Le lot de toutes les femmes qui réussissent

Avec la sortie de son premier album, When We All Fall Asleep, Where Do We Go ?, Billie Eilish a été l’une des grandes révélations musicales de l’année 2019. En janvier dernier, la chanteuse a été la première femme, et la plus jeune artiste de l’histoire des Grammy Awards, à repartir avec les quatre récompenses les plus prestigieuses (“révélation de l’année”, “chanson de l’année”, “enregistrement de l’année” et “album de l’année”).

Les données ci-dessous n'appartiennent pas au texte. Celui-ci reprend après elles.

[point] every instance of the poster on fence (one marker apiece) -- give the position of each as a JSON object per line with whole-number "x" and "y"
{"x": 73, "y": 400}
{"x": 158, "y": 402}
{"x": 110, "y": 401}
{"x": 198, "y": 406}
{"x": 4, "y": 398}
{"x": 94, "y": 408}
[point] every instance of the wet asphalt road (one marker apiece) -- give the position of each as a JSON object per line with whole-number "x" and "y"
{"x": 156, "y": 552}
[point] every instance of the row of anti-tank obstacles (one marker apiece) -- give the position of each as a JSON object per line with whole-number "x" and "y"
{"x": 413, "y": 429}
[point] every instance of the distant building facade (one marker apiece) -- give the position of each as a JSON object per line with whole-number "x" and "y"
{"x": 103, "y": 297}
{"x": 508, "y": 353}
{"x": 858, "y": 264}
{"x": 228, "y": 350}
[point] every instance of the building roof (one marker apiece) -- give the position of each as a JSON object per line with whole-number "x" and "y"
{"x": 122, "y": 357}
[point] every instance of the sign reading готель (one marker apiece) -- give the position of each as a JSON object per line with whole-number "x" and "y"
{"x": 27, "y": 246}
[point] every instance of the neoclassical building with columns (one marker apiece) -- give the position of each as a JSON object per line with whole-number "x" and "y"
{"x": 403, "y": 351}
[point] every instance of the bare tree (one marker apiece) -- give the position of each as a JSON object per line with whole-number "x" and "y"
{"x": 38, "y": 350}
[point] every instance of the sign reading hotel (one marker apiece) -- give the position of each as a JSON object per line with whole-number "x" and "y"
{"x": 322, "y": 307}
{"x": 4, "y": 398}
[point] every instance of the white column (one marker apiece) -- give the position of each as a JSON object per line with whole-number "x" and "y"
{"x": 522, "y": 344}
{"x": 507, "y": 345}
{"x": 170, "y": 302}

En février, elle est devenue la plus jeune artiste à avoir composé la bande originale d’un James Bond.

Mais “en devenant une star, Billie Eilish a également été submergée par les questions habituelles et fatigantes qui sont le lot de quasiment toutes les femmes qui réussissent”, regrette NME. Le magazine ajoute :

Il faut toujours qu’on rappelle que c’est son frère Finneas qui écrit et produit une grande partie de ses chansons. Dans le milieu de la musique pop, ce genre de critique est bien plus souvent adressée aux femmes qu’aux hommes qui disposent de leurs propres équipes de collaborateurs pour le travail de création. C’est très révélateur.”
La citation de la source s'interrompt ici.